TRUVADA (emtricitabine and tenofovir disoproxil fumarate) is a two-drug formulation of nucleoside analog reverse transcriptase inhibitors (NRTI), used for the treatment of HIV-1 infection, in combination with other antiretroviral drugs.
Dosing & Administration
TRUVADA is indicated for the treatment of HIV-1 infection in adults and children weighing 17kg or more. TRUVADA is also indicated for pre-exposure HIV-1 prophylaxis (PrEP) for sexual contact for at-risk adults and adolescents weighing at least 35kg. Off-label uses include post-exposure HIV-1 prophylaxis in occupational / non-occupational settings, including after sexual assault. Dosages details based on patient weight are in the package insert.
TRUVADA should not be taken for PrEP if the patient is positive for HIV-1 infection or HIV-1 status is unknown. TRUVADA itself is not a complete treatment for HIV-1 since other medications are necessary to be taken with it.
The most common effects are nausea, diarrhea, headache, fatigue, rash, abnormal dreams, depression, dizziness, and insomnia. Weight loss and abdominal pain are less common. A complete list of effects is in the package insert.

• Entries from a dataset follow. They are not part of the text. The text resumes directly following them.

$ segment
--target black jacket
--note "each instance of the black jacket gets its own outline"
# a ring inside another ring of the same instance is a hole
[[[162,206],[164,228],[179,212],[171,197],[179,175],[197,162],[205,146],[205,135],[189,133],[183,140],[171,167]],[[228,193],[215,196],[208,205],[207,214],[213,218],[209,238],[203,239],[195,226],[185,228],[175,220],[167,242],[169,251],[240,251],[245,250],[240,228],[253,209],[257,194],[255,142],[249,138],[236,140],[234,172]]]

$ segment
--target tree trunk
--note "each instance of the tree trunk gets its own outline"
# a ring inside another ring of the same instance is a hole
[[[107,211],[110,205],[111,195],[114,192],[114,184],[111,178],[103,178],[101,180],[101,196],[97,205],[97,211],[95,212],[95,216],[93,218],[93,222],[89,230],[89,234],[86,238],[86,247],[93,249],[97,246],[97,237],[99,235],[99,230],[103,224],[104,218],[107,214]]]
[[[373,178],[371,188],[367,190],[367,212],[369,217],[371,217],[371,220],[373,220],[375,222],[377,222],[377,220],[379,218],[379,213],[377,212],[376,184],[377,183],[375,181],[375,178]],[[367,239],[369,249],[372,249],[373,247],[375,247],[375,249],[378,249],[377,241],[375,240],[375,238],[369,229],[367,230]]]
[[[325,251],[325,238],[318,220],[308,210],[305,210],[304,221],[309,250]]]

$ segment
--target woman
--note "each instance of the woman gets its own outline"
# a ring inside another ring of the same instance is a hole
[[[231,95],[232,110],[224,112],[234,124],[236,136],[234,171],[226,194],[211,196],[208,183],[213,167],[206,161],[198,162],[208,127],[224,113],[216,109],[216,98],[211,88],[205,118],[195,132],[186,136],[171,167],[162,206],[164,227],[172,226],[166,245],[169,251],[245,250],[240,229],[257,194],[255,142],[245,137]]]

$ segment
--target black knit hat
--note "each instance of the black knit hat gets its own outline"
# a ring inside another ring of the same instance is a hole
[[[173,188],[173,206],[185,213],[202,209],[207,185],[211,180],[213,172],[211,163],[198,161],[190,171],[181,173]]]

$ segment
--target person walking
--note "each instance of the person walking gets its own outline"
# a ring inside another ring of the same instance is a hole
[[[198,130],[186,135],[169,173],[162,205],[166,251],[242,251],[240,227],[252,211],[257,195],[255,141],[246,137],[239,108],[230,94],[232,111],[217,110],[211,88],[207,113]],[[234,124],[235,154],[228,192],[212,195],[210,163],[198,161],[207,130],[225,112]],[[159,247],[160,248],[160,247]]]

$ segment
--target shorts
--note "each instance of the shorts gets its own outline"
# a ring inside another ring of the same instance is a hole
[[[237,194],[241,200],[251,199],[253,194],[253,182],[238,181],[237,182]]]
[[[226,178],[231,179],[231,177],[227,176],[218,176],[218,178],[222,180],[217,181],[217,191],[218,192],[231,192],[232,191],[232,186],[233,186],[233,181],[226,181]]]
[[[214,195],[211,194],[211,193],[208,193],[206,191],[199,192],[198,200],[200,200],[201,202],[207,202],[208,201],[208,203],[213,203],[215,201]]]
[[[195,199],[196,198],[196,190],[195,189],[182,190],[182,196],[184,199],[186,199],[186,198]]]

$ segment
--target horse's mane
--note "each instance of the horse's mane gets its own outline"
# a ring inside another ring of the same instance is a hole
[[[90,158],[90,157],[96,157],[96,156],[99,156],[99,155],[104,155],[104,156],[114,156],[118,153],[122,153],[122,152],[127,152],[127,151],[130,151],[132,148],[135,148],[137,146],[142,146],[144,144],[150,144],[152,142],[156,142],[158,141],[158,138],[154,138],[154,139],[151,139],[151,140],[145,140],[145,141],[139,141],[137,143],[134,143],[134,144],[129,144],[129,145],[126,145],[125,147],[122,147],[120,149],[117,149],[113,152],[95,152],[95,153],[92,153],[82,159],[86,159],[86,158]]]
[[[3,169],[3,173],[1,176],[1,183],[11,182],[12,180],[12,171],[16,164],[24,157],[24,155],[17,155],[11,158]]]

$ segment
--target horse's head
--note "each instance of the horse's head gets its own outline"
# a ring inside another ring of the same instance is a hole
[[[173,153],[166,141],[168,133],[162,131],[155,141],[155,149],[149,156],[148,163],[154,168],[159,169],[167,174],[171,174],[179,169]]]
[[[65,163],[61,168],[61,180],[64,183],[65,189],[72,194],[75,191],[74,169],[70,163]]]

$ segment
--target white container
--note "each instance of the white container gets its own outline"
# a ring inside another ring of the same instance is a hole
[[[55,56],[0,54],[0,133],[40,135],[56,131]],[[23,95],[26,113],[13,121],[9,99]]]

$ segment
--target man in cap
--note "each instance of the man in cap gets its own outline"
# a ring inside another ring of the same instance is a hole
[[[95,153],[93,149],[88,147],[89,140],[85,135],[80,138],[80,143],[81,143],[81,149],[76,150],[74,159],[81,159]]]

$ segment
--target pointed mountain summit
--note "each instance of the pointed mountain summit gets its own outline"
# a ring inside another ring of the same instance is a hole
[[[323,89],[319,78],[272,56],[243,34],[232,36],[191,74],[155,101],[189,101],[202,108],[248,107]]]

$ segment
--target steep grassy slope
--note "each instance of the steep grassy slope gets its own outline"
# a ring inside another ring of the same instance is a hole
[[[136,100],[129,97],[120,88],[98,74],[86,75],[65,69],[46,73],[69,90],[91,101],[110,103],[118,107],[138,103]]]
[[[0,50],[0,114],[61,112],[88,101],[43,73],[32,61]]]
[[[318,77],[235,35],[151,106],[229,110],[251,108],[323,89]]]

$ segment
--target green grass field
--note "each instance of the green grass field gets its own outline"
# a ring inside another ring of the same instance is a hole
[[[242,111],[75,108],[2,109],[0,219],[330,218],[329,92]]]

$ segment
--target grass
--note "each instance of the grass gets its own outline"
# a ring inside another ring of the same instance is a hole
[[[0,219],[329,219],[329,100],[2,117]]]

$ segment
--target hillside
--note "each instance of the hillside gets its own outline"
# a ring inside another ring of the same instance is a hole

Severe acute hepatitis B virus (HBV) exacerbations have been reported in HBV-infected patients who have stopped TRUVADA treatment. Therefore, hepatic function should be monitored in those patients.
When using this product for HIV-1 PrEP, it must be for confirmed HIV-negative patients immediately prior to initial use and periodically during use. There have been drug-resistant HIV-1 variants with the use of TRUVADA for HIV-1 PrEP following undetected acute HIV-1 infection.
The use of this drug has been associated with new onset or worsening renal impairment including acute renal failure and Fanconi syndrome. TRUVADA should not be used concurrently or if recent use of nephrotoxic drugs has occurred.
Immune reconstitution syndrome may occur as immune systems of patients become stronger. Hidden infections may be fought and new symptoms may occur. As a result, further evaluation and treatment may be needed.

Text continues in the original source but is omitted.